Cela fait au moins 15 ans que les dépanneurs et autres détaillants de tabac au Québec voient venir l’été avec une bonne dose de stress et d’appréhension.

C’est durant la belle saison en effet que le MSSS choisit de mener la quasi-totalité de ses 5,000 inspections pièges annuelles visant à tester leur conformité à ne pas vendre aux mineurs.

Entre la Saint-Jean-Baptiste et la fête du travail, une armée d’inspecteurs mineurs sous les ordres du MSSS font la tournée des commerces de tabac pour tenter de se procurer le produit et, le cas échéant, mettre à l’amende ou poursuivre devant les tribunaux tant le commis qui leur a vendu que le propriétaire du commerce.

Or, l’été 2020 s’annonce comme l’un des plus cléments pour ce qui est du taux anticipé de condamnation des dépanneurs.

Pourquoi? Parce que non seulement les commis n’ont plus désormais besoin d’un « motif raisonnable » pour vendre du tabac aux clients mais en plus, les inspecteurs sont maintenant obligés d’être masqués et ce, depuis le 18 juillet dernier.

Et comment diable fera le MSSS pour faire condamner un dépanneur qui aura vendu du tabac à un inspecteur… masqué?

Il n’y a certes rien d’impossible en ce bas monde mais disons que la côte pour convaincre un juge sera plus abrupte!

cartage masqué
La première pièce à conviction dans un procès pour vente de tabac à un mineur est la photo de l’inspecteur mineur pour montrer qu’il a bel et bien l’air d’être mineur. Or, avec un masque qui lui couvre les trois-quarts du visage, cette démonstration n’est pas des plus évidentes en partant.
Fin du motif raisonnable: une grande victoire pour les dépanneurs

Mis à part la question des masques, un grand déblocage est survenu en mars dernier en faveur des détaillants et dont personne n’a entendu parler.

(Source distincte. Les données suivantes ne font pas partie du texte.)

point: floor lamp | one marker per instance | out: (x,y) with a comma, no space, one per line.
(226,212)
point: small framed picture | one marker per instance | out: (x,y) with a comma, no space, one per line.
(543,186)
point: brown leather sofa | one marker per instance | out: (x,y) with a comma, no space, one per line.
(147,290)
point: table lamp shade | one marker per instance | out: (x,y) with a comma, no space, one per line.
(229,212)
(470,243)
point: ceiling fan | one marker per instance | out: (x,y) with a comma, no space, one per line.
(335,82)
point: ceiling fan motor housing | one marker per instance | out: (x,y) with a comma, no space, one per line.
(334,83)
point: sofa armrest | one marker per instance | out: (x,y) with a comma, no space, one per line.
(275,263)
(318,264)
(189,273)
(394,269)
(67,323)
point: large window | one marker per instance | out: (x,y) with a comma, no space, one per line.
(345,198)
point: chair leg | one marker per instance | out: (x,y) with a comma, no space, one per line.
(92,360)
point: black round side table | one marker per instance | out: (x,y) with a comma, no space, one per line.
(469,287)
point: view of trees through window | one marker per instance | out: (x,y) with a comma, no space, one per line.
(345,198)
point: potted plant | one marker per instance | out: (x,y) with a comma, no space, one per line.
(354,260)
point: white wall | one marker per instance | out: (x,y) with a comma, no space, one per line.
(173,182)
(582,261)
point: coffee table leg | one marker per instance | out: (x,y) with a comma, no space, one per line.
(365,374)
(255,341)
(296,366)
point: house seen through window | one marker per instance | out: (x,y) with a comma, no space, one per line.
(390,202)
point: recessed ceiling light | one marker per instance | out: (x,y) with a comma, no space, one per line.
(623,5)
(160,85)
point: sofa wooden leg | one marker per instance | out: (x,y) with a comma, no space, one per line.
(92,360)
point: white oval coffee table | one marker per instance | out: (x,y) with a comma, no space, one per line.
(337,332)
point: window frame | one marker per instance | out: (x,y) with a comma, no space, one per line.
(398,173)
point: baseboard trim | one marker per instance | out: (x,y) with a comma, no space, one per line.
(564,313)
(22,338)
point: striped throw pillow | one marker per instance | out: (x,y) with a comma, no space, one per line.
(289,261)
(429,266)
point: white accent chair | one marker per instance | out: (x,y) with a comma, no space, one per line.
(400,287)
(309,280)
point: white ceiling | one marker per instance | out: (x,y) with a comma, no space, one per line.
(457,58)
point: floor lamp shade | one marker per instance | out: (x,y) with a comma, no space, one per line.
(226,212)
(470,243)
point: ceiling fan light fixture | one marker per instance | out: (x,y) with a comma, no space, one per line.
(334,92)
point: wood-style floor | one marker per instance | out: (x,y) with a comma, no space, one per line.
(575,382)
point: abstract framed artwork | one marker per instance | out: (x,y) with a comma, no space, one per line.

En effet, depuis une dizaine d’années, les procureurs du MSSS chargés d’affronter les dépanneurs en cour ne se contentaient plus de questionner leur diligence raisonnable. Ils invoquaient en plus le fait que leur commis n’avait pas de motif raisonnable pour vendre à un mineur, tel que l’exige littéralement le second volet de l’article 14 de la loi.

« Dans une poursuite intentée (…), le défendeur n’encourt aucune peine s’il prouve qu’il a agi avec diligence raisonnable pour constater l’âge de la personne et qu’il avait un motif raisonnable de croire que celle-ci était majeure. » – Article 14 de la loi concernant la lutte au tabagisme

Normalement, si l’on se fie à la jurisprudence, un employeur peut-être tenu responsable des gestes de ses employés dans la mesure où il a manqué à sa diligence raisonnable en ne prenant pas toutes les précautions nécessaires pour éviter une infraction (ex: formation, surveillance, sanctions et autres).

Mais voilà que le MSSS ne l’entendait plus ainsi. Même si un propriétaire avait été reconnu comme diligent, les procureurs exigeaient en plus la preuve que son commis avait un « motif raisonnable » de croire que le client était majeur.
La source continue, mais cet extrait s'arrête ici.